We have a superdome based system that has been set up as a trusted system. My problem is that there are no files in /.secure/etc
Therefore sam bombs out if you try to start any form of auditing. If I have read thin gs correctly those files are created when the system is converted to trusted mode.
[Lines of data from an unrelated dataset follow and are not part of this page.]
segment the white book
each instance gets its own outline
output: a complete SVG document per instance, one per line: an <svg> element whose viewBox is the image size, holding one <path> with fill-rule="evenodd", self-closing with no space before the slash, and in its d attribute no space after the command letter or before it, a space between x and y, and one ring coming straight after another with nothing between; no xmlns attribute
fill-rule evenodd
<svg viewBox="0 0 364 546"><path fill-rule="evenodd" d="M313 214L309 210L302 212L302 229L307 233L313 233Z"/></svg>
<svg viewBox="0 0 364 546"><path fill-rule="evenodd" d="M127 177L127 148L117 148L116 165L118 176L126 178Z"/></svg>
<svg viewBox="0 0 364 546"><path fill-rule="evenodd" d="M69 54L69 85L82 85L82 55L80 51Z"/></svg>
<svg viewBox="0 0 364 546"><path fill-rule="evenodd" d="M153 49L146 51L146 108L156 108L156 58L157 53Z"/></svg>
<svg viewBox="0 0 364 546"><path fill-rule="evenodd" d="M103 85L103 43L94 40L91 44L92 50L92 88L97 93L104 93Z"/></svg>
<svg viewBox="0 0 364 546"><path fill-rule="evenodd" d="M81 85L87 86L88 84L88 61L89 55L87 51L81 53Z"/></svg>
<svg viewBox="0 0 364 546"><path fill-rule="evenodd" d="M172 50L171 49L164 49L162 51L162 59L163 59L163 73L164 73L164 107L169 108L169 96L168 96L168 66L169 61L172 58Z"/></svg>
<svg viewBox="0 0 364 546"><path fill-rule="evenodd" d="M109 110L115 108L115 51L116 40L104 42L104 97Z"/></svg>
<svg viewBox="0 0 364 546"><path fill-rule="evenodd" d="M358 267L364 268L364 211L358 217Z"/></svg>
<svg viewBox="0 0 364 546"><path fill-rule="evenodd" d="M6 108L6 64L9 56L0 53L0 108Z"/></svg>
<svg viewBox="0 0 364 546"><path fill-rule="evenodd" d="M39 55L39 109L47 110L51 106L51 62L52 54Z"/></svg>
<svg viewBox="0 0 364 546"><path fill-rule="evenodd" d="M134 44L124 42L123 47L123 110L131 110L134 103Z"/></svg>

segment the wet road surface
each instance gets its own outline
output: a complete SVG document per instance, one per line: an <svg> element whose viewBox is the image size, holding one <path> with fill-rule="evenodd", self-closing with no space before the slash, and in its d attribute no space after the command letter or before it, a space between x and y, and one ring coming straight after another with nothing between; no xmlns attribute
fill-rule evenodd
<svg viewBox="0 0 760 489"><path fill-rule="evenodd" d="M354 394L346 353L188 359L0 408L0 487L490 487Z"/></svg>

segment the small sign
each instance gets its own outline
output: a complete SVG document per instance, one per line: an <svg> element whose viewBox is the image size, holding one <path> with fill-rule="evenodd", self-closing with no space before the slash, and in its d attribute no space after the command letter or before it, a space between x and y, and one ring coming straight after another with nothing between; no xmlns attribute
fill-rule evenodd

Is there anyway of recreating those files (in particular audnames) without unconvering the system then reconverting it again ?
Sorry if I've missed something obvious here...all new territory to me :-)
4 REPLIES 4
Jeff Schussele
Honored Contributor

Re: Recreating / .secure/etc/audnames file ?

Hi James,

Sure you can create them manually but I would suggest you create a separate filesystem for /.secure as it can grow *quite* large & you wouldn't want to fill /
The default structure is as follows:
./secure
./secure/etc
./secure/etc/audfile1
./secure/etc/audfile2

HTH,
Jeff
PERSEVERANCE -- Remember, whatever does not kill you only makes you stronger!
Jeff Schussele
Honored Contributor

Re: Recreating / .secure/etc/audnames file ?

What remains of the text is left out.